本発明は、写真フィルムに形成された画像を読み取るためのLED光源の環境温度制御システムに関するものである。
かかるLED光源は、例えば、写真処理装置において写真プリントを作成する場合に用いられる。すなわち、 写真プリントを作成するための画像データを取得するために、現像済み写真フィルム(ネガフィルム及びポジフィルム)に形成されているコマ画像を読み取るスキャナーが用いられる。スキャナーは、写真フィルムの画像形成面を挟んで、一方側に読み取り用光源を配置し、他方側に読み取りセンサー(例えば、CCDラインセンサー)を配置する。かかる読み取り用光源として、ハロゲンランプに代えてLED(発光ダイオード)光源を使用したものが知られている(例えば、下記特許文献1,2)。特許文献2では、赤色光、緑色光、青色光を夫々照射するLEDチップ群を設け、これらをダイクロックミラーや集光レンズからなる光学系により、写真フィルムに導くようにしている。

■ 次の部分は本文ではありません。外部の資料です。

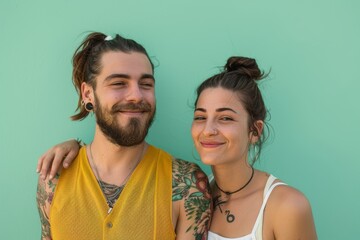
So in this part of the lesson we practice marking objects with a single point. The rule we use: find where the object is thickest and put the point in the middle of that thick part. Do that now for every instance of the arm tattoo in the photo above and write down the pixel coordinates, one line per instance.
(44, 196)
(191, 185)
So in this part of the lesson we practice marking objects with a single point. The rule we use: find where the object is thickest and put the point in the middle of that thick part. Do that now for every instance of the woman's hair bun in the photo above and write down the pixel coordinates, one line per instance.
(245, 66)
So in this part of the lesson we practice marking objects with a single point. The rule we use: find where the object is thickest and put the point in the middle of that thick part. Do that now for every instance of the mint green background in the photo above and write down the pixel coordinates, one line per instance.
(311, 47)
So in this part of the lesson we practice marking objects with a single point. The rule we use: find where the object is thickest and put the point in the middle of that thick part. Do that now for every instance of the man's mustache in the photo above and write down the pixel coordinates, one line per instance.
(142, 107)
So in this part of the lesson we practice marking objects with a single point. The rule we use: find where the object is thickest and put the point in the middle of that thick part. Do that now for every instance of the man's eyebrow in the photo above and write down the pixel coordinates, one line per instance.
(217, 110)
(225, 109)
(126, 76)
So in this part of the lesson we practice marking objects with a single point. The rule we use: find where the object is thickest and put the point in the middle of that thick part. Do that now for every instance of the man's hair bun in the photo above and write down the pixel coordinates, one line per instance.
(244, 66)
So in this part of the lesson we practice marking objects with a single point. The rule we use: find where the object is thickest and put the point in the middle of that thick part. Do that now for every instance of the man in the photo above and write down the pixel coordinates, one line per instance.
(120, 187)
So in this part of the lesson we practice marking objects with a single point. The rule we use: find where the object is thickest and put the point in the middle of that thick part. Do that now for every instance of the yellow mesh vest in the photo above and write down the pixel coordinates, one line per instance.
(143, 210)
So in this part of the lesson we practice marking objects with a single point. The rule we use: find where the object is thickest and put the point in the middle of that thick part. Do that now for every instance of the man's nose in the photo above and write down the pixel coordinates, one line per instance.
(134, 93)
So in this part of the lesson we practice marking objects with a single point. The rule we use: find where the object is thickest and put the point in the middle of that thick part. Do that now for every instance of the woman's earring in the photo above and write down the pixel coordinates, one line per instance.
(89, 107)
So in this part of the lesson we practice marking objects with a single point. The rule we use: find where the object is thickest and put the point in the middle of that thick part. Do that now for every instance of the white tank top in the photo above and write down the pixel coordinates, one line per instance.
(256, 233)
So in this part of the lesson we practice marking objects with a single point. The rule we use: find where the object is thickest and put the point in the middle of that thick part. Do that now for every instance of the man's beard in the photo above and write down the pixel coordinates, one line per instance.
(133, 133)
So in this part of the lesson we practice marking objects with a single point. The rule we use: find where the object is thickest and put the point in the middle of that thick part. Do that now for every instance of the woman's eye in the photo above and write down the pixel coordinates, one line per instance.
(199, 118)
(226, 119)
(118, 83)
(147, 85)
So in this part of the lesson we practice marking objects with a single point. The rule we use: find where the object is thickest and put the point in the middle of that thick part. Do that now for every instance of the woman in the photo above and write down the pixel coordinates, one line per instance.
(228, 132)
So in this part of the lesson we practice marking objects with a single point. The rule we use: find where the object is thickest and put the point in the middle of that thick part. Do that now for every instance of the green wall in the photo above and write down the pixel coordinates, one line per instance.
(311, 47)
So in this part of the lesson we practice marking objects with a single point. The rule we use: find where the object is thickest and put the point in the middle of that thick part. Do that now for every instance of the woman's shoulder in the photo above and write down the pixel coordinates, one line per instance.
(290, 214)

LEDの場合は、ハロゲンランプの場合と異なり、厳格な温度制御が必要とされる。その理由は、LEDは環境温度により波長と光量が変化するという特性があり、これらの特性の変化に伴い画質にも影響を与えるからである。そこで、温度制御を行うために、ヒーターや冷却手段(冷却用ファン等)が用いられる。ヒーターを使用することで、所望の環境温度になるように雰囲気温度を上昇させる。また、所望の環境温度以上になった場合に冷却手段を作動させて温度を低下させるように制御している。

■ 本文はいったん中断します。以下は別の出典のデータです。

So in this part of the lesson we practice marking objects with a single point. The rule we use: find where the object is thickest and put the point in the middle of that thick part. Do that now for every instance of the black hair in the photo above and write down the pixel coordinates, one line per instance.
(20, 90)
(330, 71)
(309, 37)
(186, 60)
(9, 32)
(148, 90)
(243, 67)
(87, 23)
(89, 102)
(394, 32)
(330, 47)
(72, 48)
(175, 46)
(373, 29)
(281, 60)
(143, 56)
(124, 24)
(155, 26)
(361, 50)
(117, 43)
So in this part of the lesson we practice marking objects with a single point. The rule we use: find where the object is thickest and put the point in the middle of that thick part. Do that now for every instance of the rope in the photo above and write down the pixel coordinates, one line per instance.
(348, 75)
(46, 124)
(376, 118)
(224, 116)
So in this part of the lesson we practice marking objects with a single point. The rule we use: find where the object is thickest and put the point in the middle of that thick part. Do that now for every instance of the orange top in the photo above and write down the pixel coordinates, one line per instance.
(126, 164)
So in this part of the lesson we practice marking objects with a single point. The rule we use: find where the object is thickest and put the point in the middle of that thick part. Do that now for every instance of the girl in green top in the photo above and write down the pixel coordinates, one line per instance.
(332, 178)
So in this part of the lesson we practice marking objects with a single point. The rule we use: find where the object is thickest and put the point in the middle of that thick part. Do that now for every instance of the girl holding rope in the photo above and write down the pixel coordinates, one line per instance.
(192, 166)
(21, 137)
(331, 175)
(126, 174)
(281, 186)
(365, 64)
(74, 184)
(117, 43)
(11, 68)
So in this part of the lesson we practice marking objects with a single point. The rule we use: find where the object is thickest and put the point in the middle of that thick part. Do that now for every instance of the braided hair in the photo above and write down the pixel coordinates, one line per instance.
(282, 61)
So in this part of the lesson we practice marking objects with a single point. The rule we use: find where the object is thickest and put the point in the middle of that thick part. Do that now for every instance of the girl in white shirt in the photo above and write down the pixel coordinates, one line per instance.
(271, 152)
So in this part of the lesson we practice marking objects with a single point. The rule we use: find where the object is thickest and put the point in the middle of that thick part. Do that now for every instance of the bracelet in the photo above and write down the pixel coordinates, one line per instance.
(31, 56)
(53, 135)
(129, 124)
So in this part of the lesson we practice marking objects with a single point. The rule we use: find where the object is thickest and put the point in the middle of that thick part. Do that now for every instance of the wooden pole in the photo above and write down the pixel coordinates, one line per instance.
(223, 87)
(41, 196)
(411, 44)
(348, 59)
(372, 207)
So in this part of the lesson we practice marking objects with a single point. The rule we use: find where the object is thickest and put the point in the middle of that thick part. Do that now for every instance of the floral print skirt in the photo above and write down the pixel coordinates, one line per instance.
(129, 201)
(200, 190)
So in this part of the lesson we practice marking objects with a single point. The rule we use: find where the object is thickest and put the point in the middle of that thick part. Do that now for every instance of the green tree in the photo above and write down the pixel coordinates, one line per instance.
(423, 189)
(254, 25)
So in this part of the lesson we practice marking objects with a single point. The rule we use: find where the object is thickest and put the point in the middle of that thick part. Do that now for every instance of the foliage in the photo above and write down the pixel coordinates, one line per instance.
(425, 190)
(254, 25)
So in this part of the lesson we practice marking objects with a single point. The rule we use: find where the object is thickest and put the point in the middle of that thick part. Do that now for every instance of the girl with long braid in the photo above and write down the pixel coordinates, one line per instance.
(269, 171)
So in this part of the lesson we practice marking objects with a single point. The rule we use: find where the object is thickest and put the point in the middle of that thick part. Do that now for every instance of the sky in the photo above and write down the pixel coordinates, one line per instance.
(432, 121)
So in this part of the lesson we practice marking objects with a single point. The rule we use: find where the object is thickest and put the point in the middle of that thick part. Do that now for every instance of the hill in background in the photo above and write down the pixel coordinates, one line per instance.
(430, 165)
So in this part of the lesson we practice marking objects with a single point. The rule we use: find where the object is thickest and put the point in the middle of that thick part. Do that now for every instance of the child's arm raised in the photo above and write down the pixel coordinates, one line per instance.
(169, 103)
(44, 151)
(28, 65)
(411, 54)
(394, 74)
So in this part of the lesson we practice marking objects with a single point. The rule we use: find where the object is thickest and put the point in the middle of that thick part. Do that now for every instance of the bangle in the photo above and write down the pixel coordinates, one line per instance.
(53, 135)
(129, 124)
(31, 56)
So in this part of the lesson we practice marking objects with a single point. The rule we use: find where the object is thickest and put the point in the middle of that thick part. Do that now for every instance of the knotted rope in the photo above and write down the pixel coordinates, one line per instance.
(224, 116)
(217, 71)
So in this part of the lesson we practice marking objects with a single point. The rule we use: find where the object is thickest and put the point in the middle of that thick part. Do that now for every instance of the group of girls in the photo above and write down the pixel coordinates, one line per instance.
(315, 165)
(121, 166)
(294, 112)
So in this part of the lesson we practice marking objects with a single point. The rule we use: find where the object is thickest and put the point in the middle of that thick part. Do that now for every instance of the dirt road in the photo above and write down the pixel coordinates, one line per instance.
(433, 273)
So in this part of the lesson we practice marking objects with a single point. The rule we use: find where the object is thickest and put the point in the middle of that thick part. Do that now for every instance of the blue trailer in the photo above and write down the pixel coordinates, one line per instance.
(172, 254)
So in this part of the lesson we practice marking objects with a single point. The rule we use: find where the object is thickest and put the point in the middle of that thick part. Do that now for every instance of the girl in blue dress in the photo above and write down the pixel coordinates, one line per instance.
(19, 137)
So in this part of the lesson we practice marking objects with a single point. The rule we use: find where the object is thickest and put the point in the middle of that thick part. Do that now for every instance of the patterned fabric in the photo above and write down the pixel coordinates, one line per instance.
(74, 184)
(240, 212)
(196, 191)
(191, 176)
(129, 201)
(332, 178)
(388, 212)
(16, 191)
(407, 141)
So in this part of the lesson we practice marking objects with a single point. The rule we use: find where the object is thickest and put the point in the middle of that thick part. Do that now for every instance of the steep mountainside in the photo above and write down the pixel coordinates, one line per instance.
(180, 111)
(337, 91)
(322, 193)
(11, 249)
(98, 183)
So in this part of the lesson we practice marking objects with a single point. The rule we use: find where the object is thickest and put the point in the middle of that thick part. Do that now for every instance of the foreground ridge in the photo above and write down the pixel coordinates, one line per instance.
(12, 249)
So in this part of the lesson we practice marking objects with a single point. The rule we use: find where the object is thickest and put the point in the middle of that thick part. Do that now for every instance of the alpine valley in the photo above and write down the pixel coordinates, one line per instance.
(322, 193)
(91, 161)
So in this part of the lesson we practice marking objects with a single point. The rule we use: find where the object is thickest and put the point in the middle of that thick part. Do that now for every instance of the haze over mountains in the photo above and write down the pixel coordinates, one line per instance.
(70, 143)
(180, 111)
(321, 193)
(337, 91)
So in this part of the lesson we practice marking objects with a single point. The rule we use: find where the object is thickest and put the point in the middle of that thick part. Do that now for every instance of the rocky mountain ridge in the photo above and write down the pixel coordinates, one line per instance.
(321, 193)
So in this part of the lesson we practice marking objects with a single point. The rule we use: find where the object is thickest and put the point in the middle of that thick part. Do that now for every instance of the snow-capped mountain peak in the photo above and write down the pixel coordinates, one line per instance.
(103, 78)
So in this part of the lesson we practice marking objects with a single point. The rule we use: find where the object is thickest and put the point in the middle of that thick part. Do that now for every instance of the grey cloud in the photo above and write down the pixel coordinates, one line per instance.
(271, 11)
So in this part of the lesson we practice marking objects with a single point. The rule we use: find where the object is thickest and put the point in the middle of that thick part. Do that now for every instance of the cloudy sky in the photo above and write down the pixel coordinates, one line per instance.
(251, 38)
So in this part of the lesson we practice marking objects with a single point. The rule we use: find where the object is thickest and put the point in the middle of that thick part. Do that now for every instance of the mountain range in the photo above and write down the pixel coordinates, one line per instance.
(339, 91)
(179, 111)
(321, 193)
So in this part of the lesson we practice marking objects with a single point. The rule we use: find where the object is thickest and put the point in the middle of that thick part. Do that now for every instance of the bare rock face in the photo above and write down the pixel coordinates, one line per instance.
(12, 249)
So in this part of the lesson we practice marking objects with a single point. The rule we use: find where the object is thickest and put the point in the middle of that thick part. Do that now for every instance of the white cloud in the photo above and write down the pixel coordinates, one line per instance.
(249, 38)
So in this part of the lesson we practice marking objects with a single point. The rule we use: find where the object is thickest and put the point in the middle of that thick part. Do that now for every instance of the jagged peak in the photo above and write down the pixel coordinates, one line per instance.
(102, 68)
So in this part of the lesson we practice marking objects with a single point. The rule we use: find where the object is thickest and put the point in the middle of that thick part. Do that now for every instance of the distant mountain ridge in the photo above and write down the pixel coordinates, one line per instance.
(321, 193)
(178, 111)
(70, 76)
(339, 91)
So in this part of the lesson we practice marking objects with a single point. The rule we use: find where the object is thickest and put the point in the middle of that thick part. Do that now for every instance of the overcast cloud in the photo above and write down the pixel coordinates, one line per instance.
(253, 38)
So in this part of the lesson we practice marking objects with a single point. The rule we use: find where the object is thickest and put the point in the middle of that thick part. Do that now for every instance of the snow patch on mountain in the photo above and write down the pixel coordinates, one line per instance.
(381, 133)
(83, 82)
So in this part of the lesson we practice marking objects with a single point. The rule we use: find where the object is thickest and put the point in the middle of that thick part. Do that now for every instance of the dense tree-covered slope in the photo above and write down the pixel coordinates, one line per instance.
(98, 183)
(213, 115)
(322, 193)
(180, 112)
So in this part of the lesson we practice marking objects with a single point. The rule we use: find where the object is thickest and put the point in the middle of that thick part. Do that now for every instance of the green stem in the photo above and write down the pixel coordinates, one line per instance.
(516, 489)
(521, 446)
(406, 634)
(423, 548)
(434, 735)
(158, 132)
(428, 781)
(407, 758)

上記のようにヒーターを用いて環境温度の設定を行う場合には、次に示す課題が存在する。環境温度を設定する場合には、LED自身も発熱するので、これを考慮した環境温度制御システムが要求される。LEDから発せられる光量は、経時変化により変化するものであり、また、同じ写真フィルムでもネガフィルムとポジフィルムとでは、ベース色が異なるため、LEDの発光量を変える必要がある。従って、ヒーターにより加熱する場合には、常に同じ発熱レベルとすることは、効率が良いとはいえない。すなわち、 必要以上にヒーターを発熱させている可能性もありうるからであり、これは無駄なエネルギーを消費していることにもなる。

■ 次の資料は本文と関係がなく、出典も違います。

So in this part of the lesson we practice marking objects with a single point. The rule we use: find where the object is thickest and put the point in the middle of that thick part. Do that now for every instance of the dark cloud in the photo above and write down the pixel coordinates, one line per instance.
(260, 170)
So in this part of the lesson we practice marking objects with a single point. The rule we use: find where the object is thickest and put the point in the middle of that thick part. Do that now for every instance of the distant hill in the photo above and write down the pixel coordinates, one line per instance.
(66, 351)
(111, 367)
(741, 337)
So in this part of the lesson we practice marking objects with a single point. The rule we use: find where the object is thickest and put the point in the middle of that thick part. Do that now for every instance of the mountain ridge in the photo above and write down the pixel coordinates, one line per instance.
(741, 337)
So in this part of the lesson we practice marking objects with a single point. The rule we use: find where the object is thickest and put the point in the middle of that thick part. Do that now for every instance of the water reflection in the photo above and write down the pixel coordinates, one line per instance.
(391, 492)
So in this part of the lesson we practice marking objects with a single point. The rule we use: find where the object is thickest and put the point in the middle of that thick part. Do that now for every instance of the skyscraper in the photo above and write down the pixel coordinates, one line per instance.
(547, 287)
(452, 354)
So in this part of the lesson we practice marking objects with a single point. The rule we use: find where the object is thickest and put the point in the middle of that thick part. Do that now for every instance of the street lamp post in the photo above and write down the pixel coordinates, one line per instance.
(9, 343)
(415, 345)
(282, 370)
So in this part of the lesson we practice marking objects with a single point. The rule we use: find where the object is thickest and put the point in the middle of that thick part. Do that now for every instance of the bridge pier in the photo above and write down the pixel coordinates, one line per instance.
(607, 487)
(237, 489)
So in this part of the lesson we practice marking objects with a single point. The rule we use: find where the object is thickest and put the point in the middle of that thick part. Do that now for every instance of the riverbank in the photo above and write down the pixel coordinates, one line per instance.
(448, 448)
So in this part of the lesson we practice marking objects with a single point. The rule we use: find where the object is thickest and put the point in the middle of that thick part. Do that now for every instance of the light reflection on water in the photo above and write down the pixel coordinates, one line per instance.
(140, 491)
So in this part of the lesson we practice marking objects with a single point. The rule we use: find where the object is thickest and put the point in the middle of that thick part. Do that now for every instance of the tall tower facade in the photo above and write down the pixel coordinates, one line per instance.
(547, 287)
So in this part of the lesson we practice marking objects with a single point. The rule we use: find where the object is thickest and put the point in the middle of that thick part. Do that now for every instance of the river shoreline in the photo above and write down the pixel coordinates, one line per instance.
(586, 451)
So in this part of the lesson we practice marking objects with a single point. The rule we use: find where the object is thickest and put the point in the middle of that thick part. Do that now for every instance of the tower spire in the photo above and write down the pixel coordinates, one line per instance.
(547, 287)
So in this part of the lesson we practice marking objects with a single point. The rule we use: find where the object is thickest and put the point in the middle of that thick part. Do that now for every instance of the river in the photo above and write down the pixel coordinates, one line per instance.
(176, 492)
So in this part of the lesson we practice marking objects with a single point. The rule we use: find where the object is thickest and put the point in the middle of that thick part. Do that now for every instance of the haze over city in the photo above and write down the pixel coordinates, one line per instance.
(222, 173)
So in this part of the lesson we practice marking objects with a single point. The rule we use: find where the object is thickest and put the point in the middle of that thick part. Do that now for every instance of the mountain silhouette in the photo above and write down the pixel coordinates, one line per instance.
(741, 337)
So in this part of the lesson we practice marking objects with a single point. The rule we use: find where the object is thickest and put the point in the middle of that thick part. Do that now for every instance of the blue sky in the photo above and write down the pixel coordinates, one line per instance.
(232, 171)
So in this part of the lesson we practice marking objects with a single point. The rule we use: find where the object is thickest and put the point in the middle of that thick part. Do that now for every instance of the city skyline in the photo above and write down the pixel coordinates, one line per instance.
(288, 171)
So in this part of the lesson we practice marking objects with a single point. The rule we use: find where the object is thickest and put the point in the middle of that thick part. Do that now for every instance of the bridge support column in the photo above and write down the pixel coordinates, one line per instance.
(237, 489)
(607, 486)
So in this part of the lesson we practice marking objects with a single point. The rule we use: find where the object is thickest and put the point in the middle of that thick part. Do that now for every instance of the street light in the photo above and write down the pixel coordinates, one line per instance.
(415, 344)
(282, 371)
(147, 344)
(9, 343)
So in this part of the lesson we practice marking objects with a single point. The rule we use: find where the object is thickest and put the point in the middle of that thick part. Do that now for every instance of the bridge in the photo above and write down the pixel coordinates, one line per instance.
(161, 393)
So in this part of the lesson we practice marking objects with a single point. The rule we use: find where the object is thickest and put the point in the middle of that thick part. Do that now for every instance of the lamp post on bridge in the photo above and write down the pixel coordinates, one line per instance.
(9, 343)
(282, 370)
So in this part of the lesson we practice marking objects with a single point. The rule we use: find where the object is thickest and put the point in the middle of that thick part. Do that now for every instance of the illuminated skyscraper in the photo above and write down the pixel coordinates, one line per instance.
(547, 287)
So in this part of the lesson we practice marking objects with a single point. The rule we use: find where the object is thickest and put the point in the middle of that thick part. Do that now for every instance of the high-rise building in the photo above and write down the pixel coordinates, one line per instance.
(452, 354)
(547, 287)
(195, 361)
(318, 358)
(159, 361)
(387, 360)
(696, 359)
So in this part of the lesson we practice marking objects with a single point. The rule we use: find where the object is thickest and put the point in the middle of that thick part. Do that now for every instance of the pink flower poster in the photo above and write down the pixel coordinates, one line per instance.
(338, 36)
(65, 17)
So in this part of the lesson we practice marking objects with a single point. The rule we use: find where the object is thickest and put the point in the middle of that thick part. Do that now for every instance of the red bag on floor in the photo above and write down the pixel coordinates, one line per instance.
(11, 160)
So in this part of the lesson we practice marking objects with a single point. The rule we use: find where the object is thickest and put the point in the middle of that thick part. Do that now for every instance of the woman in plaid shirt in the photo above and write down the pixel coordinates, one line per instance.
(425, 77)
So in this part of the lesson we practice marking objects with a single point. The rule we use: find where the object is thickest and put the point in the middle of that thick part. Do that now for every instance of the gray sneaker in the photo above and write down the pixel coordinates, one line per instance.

特開11−254744号公報 特開2001−45225号公報
本発明は上記実情に鑑みてなされたものであり、その課題は、LEDの環境温度を所望の温度に設定するにあたり、エネルギー消費の面でヒーターの設定を適切に行うことができるLED光源の環境温度制御システムを提供することである。
上記課題を解決するため本発明に係るLED光源の環境温度制御システムは、
写真フィルムに形成された画像を読み取るためのLED光源の環境温度制御システムであって、
LEDが使用される環境温度を設定するためのヒーターと、
LEDが使用される環境温度を冷却するための冷却手段と、
LEDの消費電力を検出する検出手段と、
この検出手段による検出結果に基づいて、ヒーターの発熱レベルを設定するヒーター設定手段と、
環境温度が設定温度となるように冷却手段を制御する温度制御手段とを設けたことを特徴とするものである。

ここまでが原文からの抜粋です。